Thanks to lineage tracking, the Compiler can detect potential mistakes. For example, if you attempt to connect two dynamic crop outputs to a single step's inputs, the Compiler will notice that the number of crops in each output may not match. This would result in nested batch elements with mismatched indices, which could lead to unpredictable results during execution if the situation is not prevented.
Example of lineage missmatch
Imagine the following scenario:
-
you declare single image input in your Workflow
-
at first you perform object detection using two different models
-
you use two dynamic crop steps - to crop based on first and second model predictions respectivelly
-
now you want to use block to compare two images features (using classical Compute Vision methods)
What would you expect to happen when you plug inputs from those two crop steps into comparison block?
-
Without tracing the lineage you would "flatten" and "zip" those two batches and pass pairs of images to comparison block - the problem is that in this case you cannot determine if the comparisons between those elements actually makes sense - probably do not!
-
With lineage tracing - Compiler knows that you attempt to feed two batches with lineages that do not match regarding last nesting level and raises compilation error.

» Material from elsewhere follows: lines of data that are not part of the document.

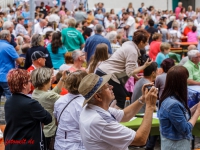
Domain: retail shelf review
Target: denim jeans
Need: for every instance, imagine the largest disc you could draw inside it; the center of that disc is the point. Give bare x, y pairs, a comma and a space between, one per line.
5, 89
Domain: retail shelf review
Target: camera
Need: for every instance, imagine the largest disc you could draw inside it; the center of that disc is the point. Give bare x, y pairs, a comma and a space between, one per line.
149, 87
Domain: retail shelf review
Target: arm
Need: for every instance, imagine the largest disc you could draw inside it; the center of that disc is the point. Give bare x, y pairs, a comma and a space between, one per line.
144, 130
195, 112
20, 60
177, 118
39, 113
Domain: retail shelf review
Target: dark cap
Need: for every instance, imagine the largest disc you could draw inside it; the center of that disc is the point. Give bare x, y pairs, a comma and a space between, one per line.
38, 54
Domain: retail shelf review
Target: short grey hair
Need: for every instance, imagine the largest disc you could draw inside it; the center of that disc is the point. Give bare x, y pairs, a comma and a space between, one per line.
112, 36
98, 28
72, 22
40, 77
36, 39
7, 25
4, 34
192, 53
76, 54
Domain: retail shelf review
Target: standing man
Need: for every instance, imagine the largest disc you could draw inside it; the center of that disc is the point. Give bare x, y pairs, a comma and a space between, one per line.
93, 41
129, 25
7, 62
99, 124
178, 9
72, 39
80, 15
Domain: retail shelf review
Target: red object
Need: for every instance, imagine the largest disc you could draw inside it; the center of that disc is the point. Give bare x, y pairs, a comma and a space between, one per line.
186, 31
154, 49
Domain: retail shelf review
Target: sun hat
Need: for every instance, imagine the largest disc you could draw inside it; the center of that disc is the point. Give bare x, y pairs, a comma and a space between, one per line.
38, 54
91, 84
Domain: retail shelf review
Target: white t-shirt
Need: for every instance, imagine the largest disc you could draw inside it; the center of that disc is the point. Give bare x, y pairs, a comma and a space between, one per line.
101, 130
38, 29
130, 22
108, 23
68, 134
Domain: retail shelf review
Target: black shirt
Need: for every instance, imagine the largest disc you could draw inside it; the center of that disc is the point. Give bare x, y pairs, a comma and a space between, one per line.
24, 117
28, 61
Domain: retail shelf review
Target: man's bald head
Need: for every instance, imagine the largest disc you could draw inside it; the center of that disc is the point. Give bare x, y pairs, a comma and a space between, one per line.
192, 47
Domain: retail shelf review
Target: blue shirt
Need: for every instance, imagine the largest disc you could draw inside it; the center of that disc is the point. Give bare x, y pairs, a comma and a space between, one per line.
7, 61
92, 42
160, 57
174, 117
59, 58
26, 16
99, 16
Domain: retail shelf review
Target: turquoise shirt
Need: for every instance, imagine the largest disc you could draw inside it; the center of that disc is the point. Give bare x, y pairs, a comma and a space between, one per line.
72, 39
160, 57
194, 70
59, 58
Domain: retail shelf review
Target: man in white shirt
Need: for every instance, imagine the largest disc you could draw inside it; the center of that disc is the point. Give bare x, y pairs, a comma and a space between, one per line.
130, 25
38, 28
181, 22
99, 125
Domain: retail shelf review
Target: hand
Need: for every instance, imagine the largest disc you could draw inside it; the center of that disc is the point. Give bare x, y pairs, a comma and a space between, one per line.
198, 108
151, 97
147, 63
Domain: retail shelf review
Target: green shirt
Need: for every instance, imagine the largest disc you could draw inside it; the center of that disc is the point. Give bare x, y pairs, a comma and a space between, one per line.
72, 39
47, 100
194, 70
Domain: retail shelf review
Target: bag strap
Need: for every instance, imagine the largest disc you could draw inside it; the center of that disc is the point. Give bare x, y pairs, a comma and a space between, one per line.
66, 106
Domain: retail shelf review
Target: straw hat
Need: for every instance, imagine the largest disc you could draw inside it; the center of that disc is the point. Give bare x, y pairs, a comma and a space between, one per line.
90, 84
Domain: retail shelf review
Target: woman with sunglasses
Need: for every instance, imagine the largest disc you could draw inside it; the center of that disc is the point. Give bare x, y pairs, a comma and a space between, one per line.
24, 116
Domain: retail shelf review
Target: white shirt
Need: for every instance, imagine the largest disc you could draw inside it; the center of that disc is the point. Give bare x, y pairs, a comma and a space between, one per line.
108, 23
101, 131
38, 29
130, 22
54, 17
68, 134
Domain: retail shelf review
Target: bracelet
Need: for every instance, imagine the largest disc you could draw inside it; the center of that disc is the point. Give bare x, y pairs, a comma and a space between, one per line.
140, 101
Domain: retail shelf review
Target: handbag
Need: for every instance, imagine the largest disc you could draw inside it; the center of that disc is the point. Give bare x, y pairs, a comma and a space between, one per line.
52, 142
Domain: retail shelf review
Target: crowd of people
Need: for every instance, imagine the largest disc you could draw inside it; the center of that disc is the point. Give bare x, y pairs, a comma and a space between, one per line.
67, 75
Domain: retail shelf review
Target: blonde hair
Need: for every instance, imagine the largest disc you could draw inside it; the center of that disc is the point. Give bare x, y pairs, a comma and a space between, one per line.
164, 46
156, 36
73, 80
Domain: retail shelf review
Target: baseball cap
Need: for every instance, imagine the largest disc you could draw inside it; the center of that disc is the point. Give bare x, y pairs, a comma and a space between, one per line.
38, 54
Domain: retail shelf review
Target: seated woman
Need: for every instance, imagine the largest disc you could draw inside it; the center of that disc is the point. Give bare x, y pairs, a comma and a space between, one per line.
67, 111
79, 59
101, 54
174, 115
155, 46
41, 80
24, 116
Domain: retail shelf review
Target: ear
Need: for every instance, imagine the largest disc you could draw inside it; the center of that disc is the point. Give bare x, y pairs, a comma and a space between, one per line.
97, 96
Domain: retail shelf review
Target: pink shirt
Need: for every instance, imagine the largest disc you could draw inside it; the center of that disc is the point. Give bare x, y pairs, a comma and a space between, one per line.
192, 37
177, 11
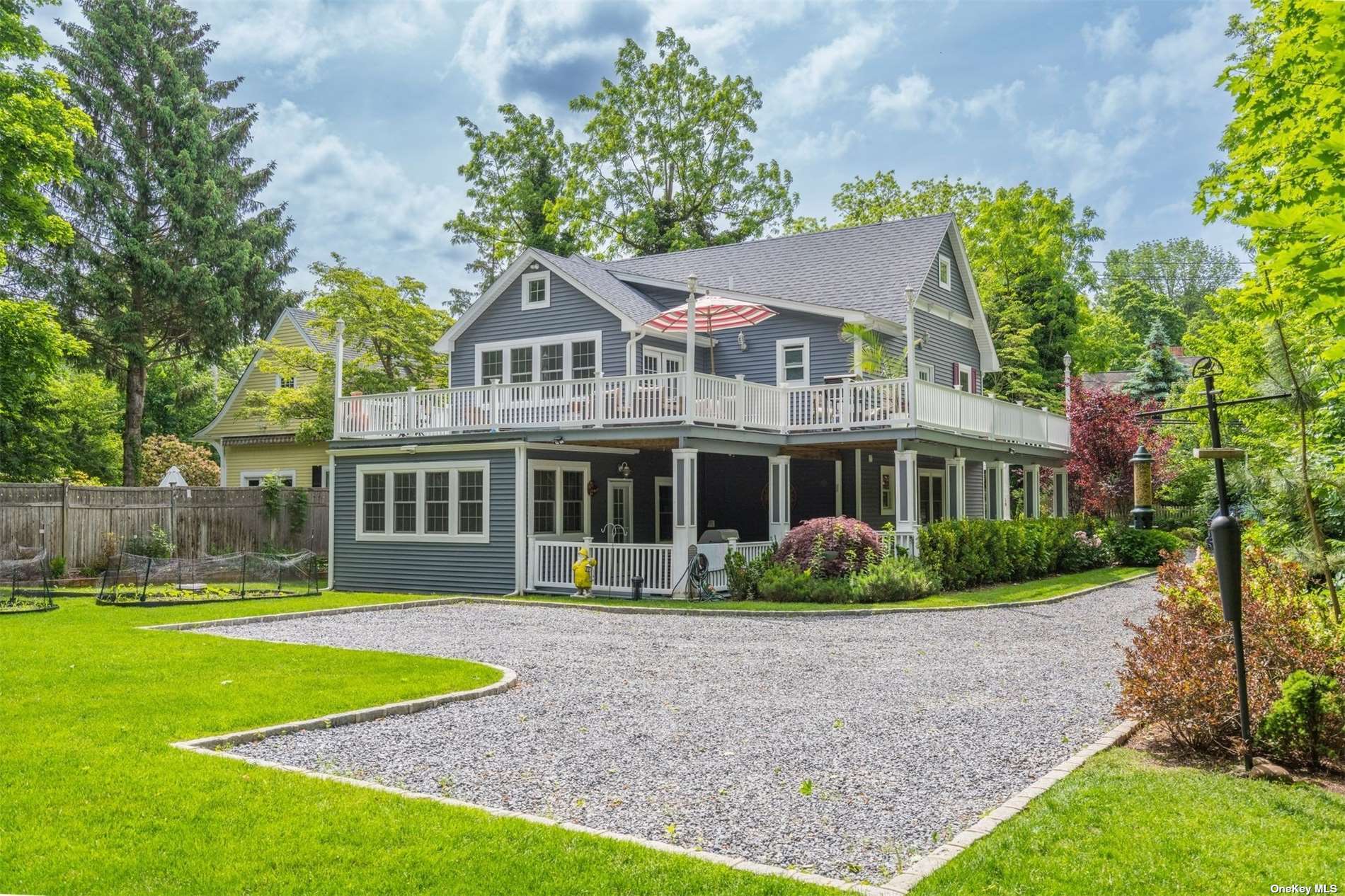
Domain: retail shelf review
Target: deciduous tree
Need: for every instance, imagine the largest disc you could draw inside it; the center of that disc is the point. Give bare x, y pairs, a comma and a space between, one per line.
666, 162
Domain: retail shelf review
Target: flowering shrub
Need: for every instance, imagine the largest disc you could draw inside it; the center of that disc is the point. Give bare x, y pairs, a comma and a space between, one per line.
832, 546
1180, 669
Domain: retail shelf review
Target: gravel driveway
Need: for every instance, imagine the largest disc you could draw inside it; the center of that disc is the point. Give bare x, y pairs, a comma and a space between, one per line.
838, 746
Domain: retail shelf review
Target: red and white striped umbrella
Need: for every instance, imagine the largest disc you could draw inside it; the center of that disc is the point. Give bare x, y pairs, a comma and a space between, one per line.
713, 312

One may ask - "ok, but maybe I would like to apply secondary classifier on both crops and
merge results at the end to get all results in single output - is that possible?". The answer is
yes - as mentioned above, nested batches differ only at the last lineage level - so when we use
some blocks from "dimensionality collapse" category - we will align the results of secondary classifiers
into batches at dimensionality level
1 with matching lineage.
As outlined in the section dedicated to blocks development, each block can define
the expected dimensionality of its inputs and outputs. This refers to how the data should be structured.
For example, if a block needs an image
input that's one level above a batch of predictions
, the Compiler will
check that this requirement is met when verifying the Workflow step. If the connections between steps don’t match
the expected dimensionality, an error will occur. Additionally, each input is also verified to ensure it is compatible
based on data lineage. Once the step passes validation, the output dimensionality is determined and will be used to
check compatibility with subsequent steps.
It’s important to note that blocks define dimensionality requirements in relative terms, not absolute. This means a block specifies the difference (or offset) in dimensionality between its inputs and outputs. This approach allows blocks to work flexibly at any dimensionality level.
Note
In version 1, the Workflows Compiler only supports blocks that work across two different dimensionality levels
.
This was done to keep the design straightforward. If there's a need for blocks that handle more
dimensionality levels
in the future, we will consider expanding this support.
Denoting flow-control¶
The Workflows Compiler helps the Execution Engine manage flow-control structures in workflows. It marks specific attributes that allow the system to understand how flow-control impacts building inputs for certain steps and the execution of the workflow graph (for more details, see the Execution Engine docs).
To ensure the workflow structure is correct, the Compiler checks data lineage for flow-control steps in a similar way as described in the section on data-lineage verification.
The Compiler assumes flow-control steps can affect other steps if:
-
The flow-control step operates on non-batch-oriented inputs - in this case, the flow-control step can either allow or prevent the connected step (and related steps) from running entirely, even if the input is a batch of data - all batch elements are affected.
-
The flow-control step operates on batch-oriented inputs with compatible lineage - here, the flow-control step can decide separately for each element in the batch which ones will proceed and which ones will be stopped.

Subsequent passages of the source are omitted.